Ihre Hilflosigkeit offenbart sich darin, dass sie für die eigene Position keine Argumente finden. Mal reiten Gribanowskaja und ihre Kollegen darauf herum, dass ihre Schüler ja gar nichts wüssten und gar keine eigene Meinung haben könnten.

Dann wiederum erzählen sie recht lose zusammenhängende Versatzstücke aus dem russischen Propaganda-Fernsehen nach: die russische Krim, die böse EU, amerikanische Soldaten in der Ukraine. Doch die Kinder informieren sich, im Gegenteil zu ihren Lehrern, längst im Internet. Dort ist die russische Präsenz in der Ukraine recht gut dokumentiert. Im Gegensatz zur amerikanischen.

„Natürlich schwächelt“ Putins Innenpolitik

Die Episode offenbart auch, wie leichtfertig die Lehrer jeglichen Respekt aufs Spiel setzen, den ihre Schüler für sie noch übrig hatten. Ein Zustand, der viele Russen an die späten Jahre der Sowjetzeit erinnern dürfte, als das alte System nach außen noch funktionierte, im Inneren jedoch von keinem mehr ernst genommen wurde.

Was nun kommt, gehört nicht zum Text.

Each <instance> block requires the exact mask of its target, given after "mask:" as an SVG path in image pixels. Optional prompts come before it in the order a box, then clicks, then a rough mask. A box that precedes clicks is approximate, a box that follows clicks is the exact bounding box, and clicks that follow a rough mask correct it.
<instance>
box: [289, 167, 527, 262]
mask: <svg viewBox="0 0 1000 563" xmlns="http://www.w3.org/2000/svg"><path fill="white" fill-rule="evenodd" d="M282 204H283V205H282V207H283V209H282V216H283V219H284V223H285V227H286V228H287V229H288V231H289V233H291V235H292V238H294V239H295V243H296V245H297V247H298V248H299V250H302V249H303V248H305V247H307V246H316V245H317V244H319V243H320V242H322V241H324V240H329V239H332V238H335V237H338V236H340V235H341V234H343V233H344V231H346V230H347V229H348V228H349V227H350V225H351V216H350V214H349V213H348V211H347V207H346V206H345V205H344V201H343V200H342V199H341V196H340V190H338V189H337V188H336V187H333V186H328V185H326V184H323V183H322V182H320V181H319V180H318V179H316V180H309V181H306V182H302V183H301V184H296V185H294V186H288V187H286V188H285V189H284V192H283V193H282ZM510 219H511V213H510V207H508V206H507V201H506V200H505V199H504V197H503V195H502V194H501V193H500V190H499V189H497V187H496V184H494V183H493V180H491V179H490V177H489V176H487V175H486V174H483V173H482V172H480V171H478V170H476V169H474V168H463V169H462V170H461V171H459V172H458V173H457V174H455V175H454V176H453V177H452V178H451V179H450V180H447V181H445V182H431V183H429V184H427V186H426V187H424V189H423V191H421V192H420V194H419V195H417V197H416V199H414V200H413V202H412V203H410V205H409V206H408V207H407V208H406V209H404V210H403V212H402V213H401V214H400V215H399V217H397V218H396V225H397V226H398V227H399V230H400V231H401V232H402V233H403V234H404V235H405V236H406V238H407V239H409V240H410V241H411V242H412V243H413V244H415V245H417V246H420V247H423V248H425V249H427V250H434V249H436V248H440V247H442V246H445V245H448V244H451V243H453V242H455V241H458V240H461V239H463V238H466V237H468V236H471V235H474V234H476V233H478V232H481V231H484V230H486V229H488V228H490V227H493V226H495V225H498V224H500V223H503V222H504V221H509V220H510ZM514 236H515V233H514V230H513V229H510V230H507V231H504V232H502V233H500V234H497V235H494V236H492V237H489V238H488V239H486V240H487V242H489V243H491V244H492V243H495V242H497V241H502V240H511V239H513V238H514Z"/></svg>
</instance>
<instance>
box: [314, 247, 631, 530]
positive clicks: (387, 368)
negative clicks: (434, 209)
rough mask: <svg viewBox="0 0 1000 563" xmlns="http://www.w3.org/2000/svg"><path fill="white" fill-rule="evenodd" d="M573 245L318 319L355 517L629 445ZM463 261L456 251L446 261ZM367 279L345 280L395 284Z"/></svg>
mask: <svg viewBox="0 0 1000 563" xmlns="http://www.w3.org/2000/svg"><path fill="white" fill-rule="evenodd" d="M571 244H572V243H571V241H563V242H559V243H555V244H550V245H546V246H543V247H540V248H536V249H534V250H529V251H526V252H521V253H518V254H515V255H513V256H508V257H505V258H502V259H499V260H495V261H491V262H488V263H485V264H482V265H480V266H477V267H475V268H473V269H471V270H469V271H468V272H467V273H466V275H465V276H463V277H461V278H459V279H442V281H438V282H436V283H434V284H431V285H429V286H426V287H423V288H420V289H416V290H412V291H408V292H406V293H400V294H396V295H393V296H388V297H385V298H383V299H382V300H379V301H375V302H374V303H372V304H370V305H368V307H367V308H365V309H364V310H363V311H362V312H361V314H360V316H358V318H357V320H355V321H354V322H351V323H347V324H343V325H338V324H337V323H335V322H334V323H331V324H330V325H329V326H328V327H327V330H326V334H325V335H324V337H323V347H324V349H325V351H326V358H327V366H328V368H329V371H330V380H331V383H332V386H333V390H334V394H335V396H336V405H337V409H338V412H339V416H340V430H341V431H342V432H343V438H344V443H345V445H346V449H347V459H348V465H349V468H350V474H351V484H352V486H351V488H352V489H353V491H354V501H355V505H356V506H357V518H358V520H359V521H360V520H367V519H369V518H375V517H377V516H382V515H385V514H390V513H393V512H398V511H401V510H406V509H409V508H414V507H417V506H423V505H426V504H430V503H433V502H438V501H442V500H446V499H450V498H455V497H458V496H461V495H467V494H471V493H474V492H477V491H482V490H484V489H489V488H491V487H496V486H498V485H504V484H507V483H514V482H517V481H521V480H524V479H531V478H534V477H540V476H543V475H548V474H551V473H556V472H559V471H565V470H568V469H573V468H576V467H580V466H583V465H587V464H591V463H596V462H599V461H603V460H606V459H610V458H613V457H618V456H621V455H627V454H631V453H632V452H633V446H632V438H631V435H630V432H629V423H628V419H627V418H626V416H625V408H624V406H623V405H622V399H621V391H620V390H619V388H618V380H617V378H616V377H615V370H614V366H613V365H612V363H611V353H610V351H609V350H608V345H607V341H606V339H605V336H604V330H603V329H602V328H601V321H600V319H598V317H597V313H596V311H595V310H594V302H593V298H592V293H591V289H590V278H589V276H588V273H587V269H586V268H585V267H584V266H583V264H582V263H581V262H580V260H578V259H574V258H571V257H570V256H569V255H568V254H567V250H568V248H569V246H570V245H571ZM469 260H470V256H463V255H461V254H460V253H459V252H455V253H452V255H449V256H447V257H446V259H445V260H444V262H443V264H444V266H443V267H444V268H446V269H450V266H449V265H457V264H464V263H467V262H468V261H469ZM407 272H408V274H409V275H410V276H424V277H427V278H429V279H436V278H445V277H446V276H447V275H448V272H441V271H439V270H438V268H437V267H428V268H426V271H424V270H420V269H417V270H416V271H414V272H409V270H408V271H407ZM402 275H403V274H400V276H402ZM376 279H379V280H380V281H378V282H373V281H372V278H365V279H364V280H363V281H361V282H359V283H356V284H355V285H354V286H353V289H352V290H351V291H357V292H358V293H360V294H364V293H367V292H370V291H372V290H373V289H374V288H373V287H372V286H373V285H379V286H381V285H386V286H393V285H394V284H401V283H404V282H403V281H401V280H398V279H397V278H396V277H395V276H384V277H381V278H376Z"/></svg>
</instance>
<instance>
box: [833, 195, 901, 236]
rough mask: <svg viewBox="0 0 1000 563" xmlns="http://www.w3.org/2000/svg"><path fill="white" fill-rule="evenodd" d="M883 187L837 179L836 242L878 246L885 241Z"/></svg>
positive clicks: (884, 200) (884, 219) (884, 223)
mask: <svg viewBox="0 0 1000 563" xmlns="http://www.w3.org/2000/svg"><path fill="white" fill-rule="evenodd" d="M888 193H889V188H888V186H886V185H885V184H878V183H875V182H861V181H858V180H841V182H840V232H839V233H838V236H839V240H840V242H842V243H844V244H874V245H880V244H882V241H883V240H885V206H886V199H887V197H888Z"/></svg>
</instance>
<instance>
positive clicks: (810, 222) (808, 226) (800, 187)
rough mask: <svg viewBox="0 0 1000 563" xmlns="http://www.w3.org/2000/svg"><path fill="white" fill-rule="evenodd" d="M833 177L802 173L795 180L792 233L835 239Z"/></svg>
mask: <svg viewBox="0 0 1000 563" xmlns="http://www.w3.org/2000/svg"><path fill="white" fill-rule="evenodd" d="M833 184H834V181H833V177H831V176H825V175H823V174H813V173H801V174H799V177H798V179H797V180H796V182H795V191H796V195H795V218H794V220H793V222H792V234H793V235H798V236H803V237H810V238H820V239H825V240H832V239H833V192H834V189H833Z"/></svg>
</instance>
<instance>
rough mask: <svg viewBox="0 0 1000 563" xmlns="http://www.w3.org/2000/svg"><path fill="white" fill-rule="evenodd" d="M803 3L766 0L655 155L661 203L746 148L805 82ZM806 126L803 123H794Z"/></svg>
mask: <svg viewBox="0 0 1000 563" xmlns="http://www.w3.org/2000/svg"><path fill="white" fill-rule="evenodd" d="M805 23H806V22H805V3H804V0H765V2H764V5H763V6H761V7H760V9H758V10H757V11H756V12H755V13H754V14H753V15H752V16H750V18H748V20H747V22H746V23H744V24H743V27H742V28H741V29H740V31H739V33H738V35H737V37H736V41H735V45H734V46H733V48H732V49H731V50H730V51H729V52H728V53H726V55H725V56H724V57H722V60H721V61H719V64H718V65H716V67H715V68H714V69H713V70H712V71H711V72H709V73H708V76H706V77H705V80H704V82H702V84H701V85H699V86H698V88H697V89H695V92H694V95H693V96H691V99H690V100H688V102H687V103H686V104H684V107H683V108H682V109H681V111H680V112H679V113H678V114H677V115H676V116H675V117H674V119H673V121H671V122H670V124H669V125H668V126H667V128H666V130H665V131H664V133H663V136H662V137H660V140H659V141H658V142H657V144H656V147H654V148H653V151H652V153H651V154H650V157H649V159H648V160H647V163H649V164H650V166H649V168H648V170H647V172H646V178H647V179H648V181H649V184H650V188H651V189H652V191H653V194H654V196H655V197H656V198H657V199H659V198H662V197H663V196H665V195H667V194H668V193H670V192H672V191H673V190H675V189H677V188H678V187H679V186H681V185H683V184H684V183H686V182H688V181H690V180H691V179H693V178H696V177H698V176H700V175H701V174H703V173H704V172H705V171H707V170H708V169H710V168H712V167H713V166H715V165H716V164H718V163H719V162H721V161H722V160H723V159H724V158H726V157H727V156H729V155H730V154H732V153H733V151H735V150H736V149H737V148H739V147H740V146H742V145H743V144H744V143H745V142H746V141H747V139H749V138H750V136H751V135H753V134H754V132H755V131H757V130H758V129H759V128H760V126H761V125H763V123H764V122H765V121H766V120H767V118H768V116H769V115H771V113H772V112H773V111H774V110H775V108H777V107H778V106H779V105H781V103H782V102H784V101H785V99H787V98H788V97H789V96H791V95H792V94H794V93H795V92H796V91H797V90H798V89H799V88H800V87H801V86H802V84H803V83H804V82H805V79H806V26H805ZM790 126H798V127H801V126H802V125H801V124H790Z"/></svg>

Und so verwundert es nicht, dass die Direktorin gerade in der Innenpolitik ins Schwimmen gerät. Da rutscht ihr heraus, dass Putins Innenpolitik „natürlich schwächelt“. Warum, fragt sie, und beantwortet die Frage gleich selbst: „Weil kein Geld da ist!“.


Im Gemischten Doppel geben Inga Pylypchuk (Ukraine) und Maxim Kireev (Russland) im wöchentlichen Wechsel persönliche (Ein)-Blicke auf ihre Heimatländer.